The albacore filling Goblirsch’s hold are migrating juvenile tuna that follow the Japanese current to Northwest waters. They feed on shrimp, krill and sardines 30 to 100 miles offshore from June through October. The tuna are troll-caught on the surface with lures and landed by hand.

Goblirsch studied Japan’s exacting standards for fish handling to produce the highest-quality sashimi-grade fish, the thinly sliced raw fish sold in sushi bars.

Care from the water
“The difference in the can starts with how you take care of the fish when it comes out of the water,” he said. “It’s not a production cannery boat. It’s a quality, one-at-a-time fishing boat.”

This year he’ll land 60,000 pounds of albacore and produce 30,000 half-pound cans.

“I have over 3,600 families that buy from me across the country,” he said. “I don’t even advertise. My business grows from word of mouth — somebody tells their neighbor or a friend — and it grows like a pyramid scheme. If the whole U.S. knew what we had, they would be knocking our doors down.”

Many of Oregon’s 100 tuna boats are following Goblirsch’s lead in producing sashimi-grade albacore. For those with private labels, the special handling continues at the cannery.

At Chuck’s Seafood in Charleston, the five-member canning crew goes through 2,500 pounds of albacore a day. Two trim each 10- to 30-pound fish into fillets, and three others cut, weigh and pack the raw fillets into half-pound cans.

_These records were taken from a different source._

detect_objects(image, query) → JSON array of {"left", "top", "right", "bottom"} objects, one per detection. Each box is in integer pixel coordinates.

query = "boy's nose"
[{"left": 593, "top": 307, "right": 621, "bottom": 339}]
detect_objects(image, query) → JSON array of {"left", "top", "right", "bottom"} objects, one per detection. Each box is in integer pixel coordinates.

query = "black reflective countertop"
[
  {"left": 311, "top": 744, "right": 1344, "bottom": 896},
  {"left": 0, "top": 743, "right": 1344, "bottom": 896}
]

Some brands add salt or garlic for flavor before cooking, but most private-label tuna is packed in its own juice. The microcanneries say that accounts for its superior taste — and justifies higher prices that range from $5 to $7.95 for a half-pound can.

“You pay for quality”
“It kind of goes right along with microbrew beers and espresso,” said Heath Hampel, co-owner of Chuck’s Seafood. “You pay for quality. It’s not really expensive for what you get. It’s just fish as good as it comes out of the ocean,”

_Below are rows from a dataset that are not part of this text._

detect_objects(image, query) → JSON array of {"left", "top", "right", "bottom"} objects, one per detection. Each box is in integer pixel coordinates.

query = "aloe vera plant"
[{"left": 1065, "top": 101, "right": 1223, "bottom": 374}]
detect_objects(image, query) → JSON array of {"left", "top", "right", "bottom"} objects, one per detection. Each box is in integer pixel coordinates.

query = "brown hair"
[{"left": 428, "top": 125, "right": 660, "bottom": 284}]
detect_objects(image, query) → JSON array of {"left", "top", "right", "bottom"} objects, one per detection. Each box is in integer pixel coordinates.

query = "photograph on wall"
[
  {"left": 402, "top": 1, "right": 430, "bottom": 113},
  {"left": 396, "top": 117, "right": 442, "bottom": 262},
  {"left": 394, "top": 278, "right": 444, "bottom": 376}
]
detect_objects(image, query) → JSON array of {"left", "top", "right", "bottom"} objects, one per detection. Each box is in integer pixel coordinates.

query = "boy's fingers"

Hampel estimated that this year he’ll turn out 300,000 cans of gourmet albacore — his own label plus more than a dozen private brands. Most are sold by mail order from fishermen’s homes or by hand at farmers markets. Some of the older brands, such as Goblirsch’s, also sell to retail stores.

“It has a nice label, a nice story and a nice message,” said Nick Furman of the Oregon Albacore Commission. “The element of direct to the consumer from the fishermen — there’s a cachet about that.”

But for serious foodies such as Rosengarten, taste is the ultimate cachet: “I thought the days of great white tuna were over, but what’s being produced in the Pacific Northwest today is taking up the slack. It’s really good stuff.”